Domingo acontece o 2º turno das eleições presidenciais na França. Ségolène Royal é a candidata da esquerda. Nicolas Sarkozy é o da direita. Ela, meio insossa, com um discurso que daria sono até no Alckmin. Ele, uma mistura de Collor e Maluf.

A verdade é que ninguém parece muito empolgado com a Ségo, como ela é chamada aqui. Mas a possiblidade de vitória do mini Hitler fez as pessoas irem às ruas. Eu fui também.

Havia duas semanas que estava em Paris, e o processo eleitoral começava a esquentar. Recebi um panfleto de uma passeata anti-Sarko, organizada por um grupo chamado ‘Act Up Paris’. Não li tudo, mas o motivo já me animava. Tava louco para viver os resquícios de maio de 68.

Cheguei ao local marcado um pouco antes da hora. Havia algumas centenas de pessoas e uma grande faixa escrita “Des fleurs, des pailletes, Sarkozy à la retraite”. Algo como “flores e purpurinas, aposentadoria a Sarkozy”. Não gostei do slogan. O que tinha a ver flores e purpurinas com as eleições?

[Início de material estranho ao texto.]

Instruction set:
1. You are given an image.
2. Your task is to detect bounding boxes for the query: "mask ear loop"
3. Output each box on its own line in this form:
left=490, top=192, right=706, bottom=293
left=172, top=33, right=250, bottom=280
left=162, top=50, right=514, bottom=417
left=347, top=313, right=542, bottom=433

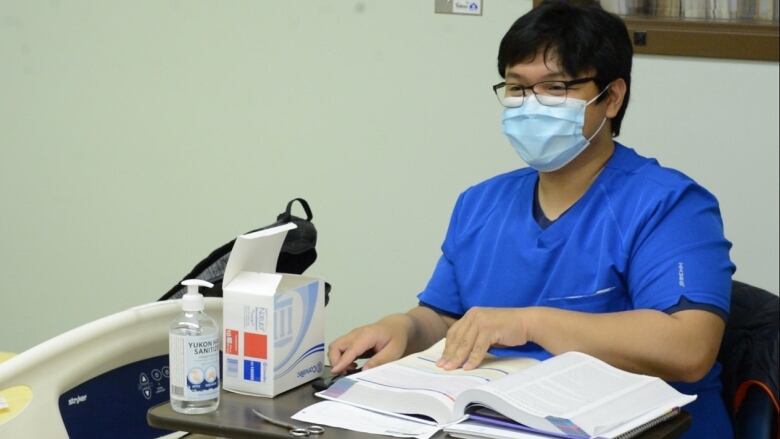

Enquanto isso, a praça ia enchendo. Os organizadores se cumprimentavam com bitocas na boca. Depois pegavam o megafone e davam gritos histéricos, rapidamente correspondidos com entusiasmo pelos presentes.

Achei aquilo um pouco estranho. “Mas é o jeito deles. São os filhos de 68, afinal”, pensei.

A verdade é que estava fascinado em participar de um ato político em Paris. Imaginei que fôssemos caminhar triunfalmente até o Champs-Elysées, como De Gaulle fez quando a França foi retomada após a derrota dos alemães na 2ª Guerra Mundial.

Meu pensamento estava longe, longe. Acordei quando apareceu uma flor em frente ao meu nariz. Demorei um pouco pra entender que era pra mim.

- C’est pour toi.
- Merci beaucoup. C’est gentil. E abri o maior dos sorrisos, olhar fixo na flor, sem ver quem oferecia.
- De rien... Disse a voz masculina. Aí percebi que quem a segurava era uma figura que mesclava um militante do MR-8 e o Clóvis Bornay, e dava uma piscadinha de canto de olho pra mim.

Meu cérebro começou rapidamente a fazer as conexões e logo chegou à obvia conclusão: eu estava em uma passeata gay! Aí que fui notar as bandeiras lilás, os homens de mãos dadas, a purpurina voando e a farta distribuição de rosas.

Continuei por ali e mostrei minha indignação contra Sarkozy, aplaudindo tudo o que eles falavam, apesar de não entender a metade. Mas vi que não iríamos marchar pelas ruas da cidade. Fiquei um pouco frustrado. Pra quem foi esperando ver 68, o máximo que conseguiria seria um 69.

Mas pelo menos cheguei em casa cheio de flores.